Dopamine-modified hyaluronic acid (DA-HA) as a novel dopamine-mimetics with minimal autoxidation and cytotoxicity
Sunpil Kim,
Ye-Ji Kim,
Kyoung Hwan Park,
Kang Moo Huh,
Sun-Woong Kang,
C. Justin Lee,
Dong Ho Woo
Affiliations
Sunpil Kim
Center for Cognition and Sociality, Life Science Cluster, Institute for Basic Science (IBS), Daejeon, 34126, South Korea
Ye-Ji Kim
Human and Environmental Toxicology, University of Science and Technology (UST), Daejeon, 34114, South Korea; Department of Advanced Toxicology Research, Korea Institute of Toxicology (KIT), KRICT, Daejeon, 34114, South Korea
Kyoung Hwan Park
Department of Polymer Science and Engineering, Chungnam National University (CNU), Daejeon, 34134, South Korea; Research Group for Biomimetic Advanced Technology, Korea Institute of Toxicology (KIT), KRICT, Daejeon, 34114, South Korea
Kang Moo Huh
Department of Polymer Science and Engineering, Chungnam National University (CNU), Daejeon, 34134, South Korea
Sun-Woong Kang
Human and Environmental Toxicology, University of Science and Technology (UST), Daejeon, 34114, South Korea; Research Group for Biomimetic Advanced Technology, Korea Institute of Toxicology (KIT), KRICT, Daejeon, 34114, South Korea
C. Justin Lee
Center for Cognition and Sociality, Life Science Cluster, Institute for Basic Science (IBS), Daejeon, 34126, South Korea; Corresponding author. Center for Cognition and Sociality, Life Science Cluster, Institute for Basic Science, Daejeon, 34126, South Korea.
Dong Ho Woo
Human and Environmental Toxicology, University of Science and Technology (UST), Daejeon, 34114, South Korea; Department of Advanced Toxicology Research, Korea Institute of Toxicology (KIT), KRICT, Daejeon, 34114, South Korea; Corresponding author. Department of Advanced Toxicology Research, Korea Institute of Toxicology, KRICT, Daejeon, 34114, South Korea.
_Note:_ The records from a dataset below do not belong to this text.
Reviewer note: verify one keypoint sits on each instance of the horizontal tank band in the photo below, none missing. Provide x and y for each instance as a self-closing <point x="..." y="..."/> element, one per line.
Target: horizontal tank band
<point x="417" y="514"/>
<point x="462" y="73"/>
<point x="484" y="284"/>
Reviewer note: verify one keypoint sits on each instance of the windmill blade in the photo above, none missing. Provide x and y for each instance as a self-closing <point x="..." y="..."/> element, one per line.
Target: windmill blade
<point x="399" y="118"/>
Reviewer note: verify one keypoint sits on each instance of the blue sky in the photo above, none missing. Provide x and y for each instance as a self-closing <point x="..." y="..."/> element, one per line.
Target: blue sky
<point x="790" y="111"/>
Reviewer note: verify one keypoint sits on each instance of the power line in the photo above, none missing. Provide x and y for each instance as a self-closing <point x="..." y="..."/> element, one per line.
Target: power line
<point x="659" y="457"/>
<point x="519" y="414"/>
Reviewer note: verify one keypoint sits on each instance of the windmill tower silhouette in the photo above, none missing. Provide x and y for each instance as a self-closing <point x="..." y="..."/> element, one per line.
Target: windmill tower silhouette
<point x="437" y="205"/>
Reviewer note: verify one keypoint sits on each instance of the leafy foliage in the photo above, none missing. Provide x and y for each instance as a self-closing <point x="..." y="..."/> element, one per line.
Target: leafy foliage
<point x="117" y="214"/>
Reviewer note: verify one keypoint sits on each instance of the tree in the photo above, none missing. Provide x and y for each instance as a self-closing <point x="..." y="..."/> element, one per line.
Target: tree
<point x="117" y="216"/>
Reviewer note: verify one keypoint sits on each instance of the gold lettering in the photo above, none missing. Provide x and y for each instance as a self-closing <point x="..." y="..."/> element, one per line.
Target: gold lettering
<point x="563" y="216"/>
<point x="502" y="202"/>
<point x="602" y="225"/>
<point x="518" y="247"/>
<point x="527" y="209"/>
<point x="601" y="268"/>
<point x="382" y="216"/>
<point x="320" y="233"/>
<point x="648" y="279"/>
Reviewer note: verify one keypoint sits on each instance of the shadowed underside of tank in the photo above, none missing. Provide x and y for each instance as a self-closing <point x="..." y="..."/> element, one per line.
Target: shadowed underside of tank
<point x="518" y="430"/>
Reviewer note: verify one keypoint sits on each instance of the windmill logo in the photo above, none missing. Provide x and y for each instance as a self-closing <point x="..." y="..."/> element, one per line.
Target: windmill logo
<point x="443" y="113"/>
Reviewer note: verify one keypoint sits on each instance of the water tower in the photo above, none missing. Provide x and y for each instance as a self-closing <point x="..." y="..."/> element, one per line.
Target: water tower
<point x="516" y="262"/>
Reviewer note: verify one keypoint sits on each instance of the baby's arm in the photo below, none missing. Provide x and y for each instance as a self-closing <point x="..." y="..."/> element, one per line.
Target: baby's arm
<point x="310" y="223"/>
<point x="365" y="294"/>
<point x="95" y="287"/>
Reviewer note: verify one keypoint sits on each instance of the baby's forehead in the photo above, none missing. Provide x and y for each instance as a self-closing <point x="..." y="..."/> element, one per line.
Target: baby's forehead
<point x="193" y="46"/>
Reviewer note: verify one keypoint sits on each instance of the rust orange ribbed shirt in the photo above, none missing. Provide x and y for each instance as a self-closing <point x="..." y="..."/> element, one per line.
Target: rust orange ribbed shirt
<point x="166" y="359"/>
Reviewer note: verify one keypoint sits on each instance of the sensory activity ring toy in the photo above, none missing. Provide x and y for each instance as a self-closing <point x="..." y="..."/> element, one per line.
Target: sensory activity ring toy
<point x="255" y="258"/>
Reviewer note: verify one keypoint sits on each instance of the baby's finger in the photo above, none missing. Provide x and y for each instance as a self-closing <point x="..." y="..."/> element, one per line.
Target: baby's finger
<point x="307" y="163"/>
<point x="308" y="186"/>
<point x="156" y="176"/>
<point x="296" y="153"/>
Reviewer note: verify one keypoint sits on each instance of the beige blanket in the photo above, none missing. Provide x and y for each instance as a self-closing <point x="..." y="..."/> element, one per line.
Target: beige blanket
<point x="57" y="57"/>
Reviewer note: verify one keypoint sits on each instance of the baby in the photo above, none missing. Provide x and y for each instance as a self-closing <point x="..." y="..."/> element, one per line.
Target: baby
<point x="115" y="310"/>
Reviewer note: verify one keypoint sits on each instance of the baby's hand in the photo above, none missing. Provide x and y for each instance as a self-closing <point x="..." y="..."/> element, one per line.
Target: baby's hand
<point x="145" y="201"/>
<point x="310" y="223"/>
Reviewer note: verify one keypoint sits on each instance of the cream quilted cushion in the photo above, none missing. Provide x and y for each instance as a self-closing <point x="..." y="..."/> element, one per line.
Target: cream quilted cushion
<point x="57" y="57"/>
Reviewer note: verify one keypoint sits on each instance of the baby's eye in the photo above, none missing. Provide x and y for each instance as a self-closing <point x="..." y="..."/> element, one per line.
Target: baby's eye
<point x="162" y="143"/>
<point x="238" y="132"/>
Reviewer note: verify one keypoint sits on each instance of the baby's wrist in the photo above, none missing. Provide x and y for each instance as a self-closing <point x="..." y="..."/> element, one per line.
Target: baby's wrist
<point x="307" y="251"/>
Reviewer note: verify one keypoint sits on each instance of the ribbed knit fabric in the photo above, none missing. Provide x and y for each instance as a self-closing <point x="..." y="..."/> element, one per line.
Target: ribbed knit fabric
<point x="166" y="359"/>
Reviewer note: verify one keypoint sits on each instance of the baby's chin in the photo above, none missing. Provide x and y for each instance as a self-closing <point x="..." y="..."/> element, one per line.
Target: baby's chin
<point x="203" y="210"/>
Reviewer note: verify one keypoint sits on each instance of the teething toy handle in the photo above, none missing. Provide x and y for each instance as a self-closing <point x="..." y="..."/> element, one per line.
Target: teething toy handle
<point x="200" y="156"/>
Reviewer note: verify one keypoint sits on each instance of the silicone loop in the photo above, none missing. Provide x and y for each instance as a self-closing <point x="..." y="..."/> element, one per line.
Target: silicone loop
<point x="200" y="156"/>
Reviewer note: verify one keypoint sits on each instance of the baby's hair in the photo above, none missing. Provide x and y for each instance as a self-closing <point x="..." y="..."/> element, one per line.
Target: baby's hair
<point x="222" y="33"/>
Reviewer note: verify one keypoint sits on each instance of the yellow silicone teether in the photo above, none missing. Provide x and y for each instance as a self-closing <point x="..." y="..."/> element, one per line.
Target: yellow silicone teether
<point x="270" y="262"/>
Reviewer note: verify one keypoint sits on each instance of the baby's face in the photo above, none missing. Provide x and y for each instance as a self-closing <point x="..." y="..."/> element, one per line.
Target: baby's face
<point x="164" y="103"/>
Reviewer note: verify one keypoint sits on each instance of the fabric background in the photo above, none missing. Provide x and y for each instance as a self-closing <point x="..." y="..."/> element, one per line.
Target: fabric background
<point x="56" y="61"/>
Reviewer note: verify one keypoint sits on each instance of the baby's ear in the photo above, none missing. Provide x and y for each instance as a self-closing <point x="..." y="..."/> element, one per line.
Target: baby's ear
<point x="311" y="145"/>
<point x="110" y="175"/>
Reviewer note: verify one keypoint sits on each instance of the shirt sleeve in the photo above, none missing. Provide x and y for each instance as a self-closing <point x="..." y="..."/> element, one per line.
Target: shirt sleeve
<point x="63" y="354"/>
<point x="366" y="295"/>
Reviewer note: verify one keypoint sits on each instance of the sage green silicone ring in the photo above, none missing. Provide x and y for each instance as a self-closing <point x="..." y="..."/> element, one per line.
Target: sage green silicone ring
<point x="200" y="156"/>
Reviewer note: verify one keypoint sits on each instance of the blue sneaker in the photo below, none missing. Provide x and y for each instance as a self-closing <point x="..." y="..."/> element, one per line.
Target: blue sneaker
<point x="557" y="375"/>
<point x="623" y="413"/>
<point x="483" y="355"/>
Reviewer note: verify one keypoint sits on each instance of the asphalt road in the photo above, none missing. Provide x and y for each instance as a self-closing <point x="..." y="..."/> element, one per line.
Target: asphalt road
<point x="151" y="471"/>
Dopamine-modified hyaluronic acid (DA-HA) has been initially developed as an efficient coating and adhesion material for industrial uses. However, the biological activity and safety of DA-HA in the brain have not been explored yet. Here, we report a series of evidence that DA-HA exhibits similar functionality as dopamine (DA), but with much lower toxicity arising from autoxidation. DA-HA shows very little autoxidation even after 48-h incubation. This is profoundly different from DA and its derivatives including l-DOPA, which all induce severe neuronal death after pre-autoxidation, indicating that autoxidation is the cause of neuronal death. Furthermore, in vivo injection of DA-HA induces significantly lower toxicity compared to 6-OHDA, a well-known oxidized and toxic form of DA, and alleviates the apomorphine-induced rotational behavior in the 6-OHDA animal model of Parkinson's disease. Our study proposes that DA-HA with DA-like functionalities and minimal toxicity has a great potential to treat DA-related disease.